Can you please elaborate more on this?

> > Anyway, just a reminder: you never get people to scratch if you don't 
> > create some itches :)
> 
> Would that be itches or just pet peeves? ;-)

I think nobody here gives a damn about what XSLT engine they are using as long 
as it's fast and compliant. I'll leave ego fights to those who still enjoy them.
 
> > And if this thing doesn't work out as expected, we can always ship 
> > Cocoon 2.1 final with Xalan enabled.
> > 
> > What do you think?
> 
> Fair enough. We'll be a prime beta test site for both Avalon and XSLTC. 

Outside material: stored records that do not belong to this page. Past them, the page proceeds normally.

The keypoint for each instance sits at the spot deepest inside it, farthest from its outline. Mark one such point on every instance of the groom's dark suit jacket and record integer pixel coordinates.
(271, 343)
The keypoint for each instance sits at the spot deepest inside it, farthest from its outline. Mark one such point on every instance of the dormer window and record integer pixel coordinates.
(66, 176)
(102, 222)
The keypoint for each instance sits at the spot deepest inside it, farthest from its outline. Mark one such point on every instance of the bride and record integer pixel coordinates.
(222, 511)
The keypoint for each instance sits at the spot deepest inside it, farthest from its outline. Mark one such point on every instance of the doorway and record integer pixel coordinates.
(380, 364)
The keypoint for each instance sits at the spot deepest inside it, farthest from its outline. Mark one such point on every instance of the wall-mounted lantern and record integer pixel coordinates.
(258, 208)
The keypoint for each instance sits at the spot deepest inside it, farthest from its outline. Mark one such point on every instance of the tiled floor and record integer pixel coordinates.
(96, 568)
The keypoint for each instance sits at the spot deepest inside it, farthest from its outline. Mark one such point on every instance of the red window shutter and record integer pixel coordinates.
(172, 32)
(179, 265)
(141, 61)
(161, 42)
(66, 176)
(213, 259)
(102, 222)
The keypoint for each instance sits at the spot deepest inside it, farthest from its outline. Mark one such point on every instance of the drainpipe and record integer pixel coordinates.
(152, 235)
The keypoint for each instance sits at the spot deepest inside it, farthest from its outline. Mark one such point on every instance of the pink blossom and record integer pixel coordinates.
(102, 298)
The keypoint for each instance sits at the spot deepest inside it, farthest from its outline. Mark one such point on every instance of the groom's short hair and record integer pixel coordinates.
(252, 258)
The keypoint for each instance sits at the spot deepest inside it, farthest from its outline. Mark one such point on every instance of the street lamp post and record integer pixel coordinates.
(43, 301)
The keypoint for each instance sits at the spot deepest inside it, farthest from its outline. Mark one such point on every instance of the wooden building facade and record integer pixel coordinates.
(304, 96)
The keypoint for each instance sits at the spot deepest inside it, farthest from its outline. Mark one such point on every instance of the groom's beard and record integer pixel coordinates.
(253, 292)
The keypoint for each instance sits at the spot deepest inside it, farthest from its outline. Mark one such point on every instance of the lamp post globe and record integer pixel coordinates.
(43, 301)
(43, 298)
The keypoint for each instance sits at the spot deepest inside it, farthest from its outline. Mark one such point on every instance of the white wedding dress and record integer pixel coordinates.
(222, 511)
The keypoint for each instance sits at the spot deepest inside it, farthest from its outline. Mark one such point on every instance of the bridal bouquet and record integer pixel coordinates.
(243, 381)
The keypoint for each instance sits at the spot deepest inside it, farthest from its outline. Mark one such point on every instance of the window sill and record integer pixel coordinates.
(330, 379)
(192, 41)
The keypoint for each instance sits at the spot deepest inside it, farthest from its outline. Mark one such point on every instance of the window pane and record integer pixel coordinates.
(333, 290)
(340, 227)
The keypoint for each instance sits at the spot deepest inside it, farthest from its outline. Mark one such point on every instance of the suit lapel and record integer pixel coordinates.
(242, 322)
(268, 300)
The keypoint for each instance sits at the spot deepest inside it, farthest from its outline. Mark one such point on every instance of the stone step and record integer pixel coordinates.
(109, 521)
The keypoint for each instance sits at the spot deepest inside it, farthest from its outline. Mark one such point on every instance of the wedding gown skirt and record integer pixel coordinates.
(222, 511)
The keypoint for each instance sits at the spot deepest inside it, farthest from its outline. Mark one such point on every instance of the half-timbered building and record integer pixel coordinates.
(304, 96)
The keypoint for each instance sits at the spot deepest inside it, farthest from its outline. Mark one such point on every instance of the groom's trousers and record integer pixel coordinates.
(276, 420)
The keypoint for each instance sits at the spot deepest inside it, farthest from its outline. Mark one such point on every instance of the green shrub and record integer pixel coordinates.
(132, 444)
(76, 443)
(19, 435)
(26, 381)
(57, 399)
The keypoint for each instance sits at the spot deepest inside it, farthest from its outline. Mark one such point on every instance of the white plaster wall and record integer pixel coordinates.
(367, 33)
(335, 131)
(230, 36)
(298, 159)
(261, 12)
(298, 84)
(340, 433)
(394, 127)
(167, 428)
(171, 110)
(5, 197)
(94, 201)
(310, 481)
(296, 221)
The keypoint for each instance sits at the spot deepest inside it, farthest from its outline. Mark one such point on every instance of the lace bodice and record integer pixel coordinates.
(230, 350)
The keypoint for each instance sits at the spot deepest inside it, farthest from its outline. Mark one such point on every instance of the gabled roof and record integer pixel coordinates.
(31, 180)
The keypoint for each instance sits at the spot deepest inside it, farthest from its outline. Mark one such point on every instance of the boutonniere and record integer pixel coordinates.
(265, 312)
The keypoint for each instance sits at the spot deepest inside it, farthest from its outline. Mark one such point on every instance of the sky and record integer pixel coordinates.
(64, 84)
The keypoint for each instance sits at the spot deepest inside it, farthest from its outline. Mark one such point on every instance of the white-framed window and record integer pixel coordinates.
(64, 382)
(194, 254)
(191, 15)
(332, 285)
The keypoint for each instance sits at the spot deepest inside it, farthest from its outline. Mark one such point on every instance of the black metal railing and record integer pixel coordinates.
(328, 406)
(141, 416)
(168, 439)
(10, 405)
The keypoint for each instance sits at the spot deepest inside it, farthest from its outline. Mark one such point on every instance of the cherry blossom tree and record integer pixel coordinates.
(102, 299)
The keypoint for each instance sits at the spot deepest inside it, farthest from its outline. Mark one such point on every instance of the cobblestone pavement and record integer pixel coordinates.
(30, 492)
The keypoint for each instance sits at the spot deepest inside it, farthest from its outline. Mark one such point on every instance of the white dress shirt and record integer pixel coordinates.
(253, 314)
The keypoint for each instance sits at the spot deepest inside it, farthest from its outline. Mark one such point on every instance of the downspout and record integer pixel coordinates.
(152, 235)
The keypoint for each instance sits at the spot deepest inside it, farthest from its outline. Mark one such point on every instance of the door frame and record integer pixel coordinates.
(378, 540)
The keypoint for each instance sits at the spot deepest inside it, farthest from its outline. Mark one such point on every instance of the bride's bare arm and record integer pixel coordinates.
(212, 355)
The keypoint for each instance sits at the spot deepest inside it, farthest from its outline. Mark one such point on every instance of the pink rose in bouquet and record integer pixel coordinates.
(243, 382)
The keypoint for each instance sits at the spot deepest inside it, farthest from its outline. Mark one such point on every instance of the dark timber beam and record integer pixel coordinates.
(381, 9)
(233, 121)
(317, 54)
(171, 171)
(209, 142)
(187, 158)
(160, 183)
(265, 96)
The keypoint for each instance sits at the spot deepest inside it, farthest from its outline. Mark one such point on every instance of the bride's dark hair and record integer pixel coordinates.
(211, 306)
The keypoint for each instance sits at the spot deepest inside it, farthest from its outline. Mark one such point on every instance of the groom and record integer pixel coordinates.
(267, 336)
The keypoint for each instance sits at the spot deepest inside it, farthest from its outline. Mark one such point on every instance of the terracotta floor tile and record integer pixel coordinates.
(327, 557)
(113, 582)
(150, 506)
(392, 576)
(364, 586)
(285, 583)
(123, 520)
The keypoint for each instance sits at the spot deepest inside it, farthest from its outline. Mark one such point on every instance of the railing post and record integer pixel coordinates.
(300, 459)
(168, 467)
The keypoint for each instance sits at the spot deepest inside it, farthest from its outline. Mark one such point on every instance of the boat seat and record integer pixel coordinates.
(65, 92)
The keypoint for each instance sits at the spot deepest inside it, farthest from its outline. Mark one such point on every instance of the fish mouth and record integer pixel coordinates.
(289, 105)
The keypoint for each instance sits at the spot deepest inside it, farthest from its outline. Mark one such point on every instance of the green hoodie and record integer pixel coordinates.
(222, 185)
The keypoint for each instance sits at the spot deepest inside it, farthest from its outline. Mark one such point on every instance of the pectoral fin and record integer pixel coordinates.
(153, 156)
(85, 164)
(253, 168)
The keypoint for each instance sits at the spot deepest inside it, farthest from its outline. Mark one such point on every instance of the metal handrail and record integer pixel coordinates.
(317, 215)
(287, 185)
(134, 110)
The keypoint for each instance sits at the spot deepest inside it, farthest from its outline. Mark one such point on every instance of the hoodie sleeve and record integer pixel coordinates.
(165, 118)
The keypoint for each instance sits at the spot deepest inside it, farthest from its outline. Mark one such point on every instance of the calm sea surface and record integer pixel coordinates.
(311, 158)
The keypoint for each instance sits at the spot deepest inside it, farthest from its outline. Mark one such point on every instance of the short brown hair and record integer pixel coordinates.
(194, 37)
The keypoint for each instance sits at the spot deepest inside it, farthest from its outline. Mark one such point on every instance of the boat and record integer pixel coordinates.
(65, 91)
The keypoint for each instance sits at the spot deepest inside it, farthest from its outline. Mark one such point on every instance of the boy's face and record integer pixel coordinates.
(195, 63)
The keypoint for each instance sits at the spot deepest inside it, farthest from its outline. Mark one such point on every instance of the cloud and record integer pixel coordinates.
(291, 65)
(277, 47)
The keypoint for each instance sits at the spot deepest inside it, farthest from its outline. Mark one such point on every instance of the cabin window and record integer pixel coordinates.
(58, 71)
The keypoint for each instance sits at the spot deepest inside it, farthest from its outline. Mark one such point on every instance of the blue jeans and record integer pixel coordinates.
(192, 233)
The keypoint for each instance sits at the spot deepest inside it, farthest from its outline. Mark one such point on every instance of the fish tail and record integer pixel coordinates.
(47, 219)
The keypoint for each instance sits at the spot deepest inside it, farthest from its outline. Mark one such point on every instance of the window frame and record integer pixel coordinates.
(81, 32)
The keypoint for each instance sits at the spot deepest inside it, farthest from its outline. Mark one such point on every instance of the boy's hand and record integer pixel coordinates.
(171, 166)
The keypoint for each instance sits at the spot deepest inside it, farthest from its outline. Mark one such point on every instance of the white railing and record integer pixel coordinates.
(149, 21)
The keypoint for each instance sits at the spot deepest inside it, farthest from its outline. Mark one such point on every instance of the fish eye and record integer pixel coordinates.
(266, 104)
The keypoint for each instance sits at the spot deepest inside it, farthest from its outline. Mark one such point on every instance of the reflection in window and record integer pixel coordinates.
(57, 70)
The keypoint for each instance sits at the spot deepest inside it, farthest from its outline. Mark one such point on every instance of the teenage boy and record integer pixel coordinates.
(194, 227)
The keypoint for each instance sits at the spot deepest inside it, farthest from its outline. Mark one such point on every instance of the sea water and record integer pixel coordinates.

At one point, Sam Ruby was very puzzled by the ability of the cocoon community 
to work with so many different projects and all of them on the bleeding edge 
and still being able to manage not to piss off users every day.

That lead to the creation of gump which pretty much shows that that earlier 
hidden contracts are made visibile, the solid the whole net of contracts become.

> I believe we should definitely start warning people upfront that they 
> really should stick to release versions, instead of relying on CVS 
> checkouts of HEAD/2.1-dev - for some reason, there's quite some people 
> using CVS instead of our release version. But that's another rant.

I think that a WARNING page is enough for people that want to try things out 
and know where we are heading and planning in advance. And I think they know 
very well the cost of rewriting things when something change under your feet. 
The use of open source software is partially because of that.